Kofi Bagabena

Personal information
- Full name: Kofi Stephen Bagabena
- Born: 25 November 1988 (age 37)
- Batting: Right-handed
- Bowling: Right-arm medium
- Role: Bowler

International information
- National side: Ghana;
- T20I debut (cap 7): 20 May 2019 v Namibia
- Last T20I: 26 September 2024 v Mali
- Source: Cricinfo, 29 August 2025

= Kofi Bagabena =

Ghanaian cricketer (born 1988)

Kofi Bagabena (born 25 November 1988) is a Ghanaian cricketer. He was named in Ghana's squad for the 2017 ICC World Cricket League Division Five tournament in South Africa. He played in Ghana's second fixture, against Vanuatu, on 4 September 2017.
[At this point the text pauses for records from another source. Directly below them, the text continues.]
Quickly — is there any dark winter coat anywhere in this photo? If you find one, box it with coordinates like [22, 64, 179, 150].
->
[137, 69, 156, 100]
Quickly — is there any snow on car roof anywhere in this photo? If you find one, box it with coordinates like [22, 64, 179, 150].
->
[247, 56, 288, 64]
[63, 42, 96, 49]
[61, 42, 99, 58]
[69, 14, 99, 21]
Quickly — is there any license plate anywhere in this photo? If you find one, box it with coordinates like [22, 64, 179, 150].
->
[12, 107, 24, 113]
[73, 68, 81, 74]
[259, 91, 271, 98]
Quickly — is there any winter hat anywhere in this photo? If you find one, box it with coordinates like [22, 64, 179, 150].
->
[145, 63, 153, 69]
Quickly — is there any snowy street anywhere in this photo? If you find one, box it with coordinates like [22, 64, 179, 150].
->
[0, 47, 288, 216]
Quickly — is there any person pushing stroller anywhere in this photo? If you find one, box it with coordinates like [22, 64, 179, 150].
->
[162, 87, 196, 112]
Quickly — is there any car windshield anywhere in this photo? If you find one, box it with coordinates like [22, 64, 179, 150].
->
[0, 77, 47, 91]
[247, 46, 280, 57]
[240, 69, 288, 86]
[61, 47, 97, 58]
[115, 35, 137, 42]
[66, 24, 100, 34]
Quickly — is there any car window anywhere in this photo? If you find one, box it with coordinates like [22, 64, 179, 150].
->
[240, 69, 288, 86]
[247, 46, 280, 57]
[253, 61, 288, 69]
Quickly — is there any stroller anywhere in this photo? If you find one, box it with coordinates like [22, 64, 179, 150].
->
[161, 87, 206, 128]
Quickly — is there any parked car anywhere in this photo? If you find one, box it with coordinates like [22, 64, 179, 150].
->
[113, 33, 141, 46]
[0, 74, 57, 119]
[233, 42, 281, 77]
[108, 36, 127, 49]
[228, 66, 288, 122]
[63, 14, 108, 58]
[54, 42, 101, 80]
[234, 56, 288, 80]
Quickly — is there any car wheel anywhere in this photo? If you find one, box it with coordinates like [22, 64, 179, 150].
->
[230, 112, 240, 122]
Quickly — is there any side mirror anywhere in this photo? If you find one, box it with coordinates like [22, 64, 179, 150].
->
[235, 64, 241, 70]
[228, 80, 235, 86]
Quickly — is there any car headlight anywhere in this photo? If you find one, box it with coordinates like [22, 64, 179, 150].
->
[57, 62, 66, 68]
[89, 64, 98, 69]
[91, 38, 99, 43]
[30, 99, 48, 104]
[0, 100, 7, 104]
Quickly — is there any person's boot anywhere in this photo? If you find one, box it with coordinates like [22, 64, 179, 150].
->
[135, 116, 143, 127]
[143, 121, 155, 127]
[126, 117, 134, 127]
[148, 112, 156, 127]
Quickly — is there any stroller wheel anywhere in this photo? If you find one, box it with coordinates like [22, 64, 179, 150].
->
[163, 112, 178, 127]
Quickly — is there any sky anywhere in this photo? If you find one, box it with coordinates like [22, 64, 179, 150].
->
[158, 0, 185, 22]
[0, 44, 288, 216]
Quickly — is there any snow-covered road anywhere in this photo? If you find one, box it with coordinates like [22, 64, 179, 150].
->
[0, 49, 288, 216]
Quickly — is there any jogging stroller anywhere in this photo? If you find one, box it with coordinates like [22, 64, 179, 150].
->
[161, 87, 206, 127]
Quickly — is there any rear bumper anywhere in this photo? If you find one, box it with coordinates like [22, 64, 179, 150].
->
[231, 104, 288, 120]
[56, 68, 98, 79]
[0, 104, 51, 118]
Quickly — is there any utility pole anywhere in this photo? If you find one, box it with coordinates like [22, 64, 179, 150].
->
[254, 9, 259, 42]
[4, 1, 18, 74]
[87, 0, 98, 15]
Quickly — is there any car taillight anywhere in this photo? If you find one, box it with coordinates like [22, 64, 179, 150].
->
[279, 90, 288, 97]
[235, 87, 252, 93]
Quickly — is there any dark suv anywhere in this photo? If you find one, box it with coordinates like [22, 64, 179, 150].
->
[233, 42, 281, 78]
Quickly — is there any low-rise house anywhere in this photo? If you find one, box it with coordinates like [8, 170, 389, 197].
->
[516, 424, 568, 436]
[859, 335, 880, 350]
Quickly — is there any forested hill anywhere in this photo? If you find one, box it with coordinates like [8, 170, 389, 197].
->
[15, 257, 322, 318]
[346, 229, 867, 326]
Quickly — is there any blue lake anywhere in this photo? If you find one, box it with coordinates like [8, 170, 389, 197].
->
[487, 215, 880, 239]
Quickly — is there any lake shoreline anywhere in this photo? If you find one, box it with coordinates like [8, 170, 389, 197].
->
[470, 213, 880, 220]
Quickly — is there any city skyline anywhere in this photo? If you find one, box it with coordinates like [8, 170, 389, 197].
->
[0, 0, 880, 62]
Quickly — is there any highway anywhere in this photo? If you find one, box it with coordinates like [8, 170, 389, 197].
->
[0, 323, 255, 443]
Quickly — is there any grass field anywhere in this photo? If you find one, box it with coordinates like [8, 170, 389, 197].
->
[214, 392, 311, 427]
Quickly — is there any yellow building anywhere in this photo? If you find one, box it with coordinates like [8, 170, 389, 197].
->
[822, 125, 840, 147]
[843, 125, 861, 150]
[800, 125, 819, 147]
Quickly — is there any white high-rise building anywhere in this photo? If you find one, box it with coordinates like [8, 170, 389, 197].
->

In May 2019, he was named in Ghana's squad for the Regional Finals of the 2018–19 ICC T20 World Cup Africa Qualifier tournament in Uganda. He made his Twenty20 International (T20I) debut against Namibia on 20 May 2019.

On 16 October 2021, Bagabena became the first Ghanaian cricketer to take a hat-trick in a T20I match, and the second to take a five-wicket haul in T20I cricket, doing so in the match against the Seychelles, with his four overs yielding five wickets for nine runs.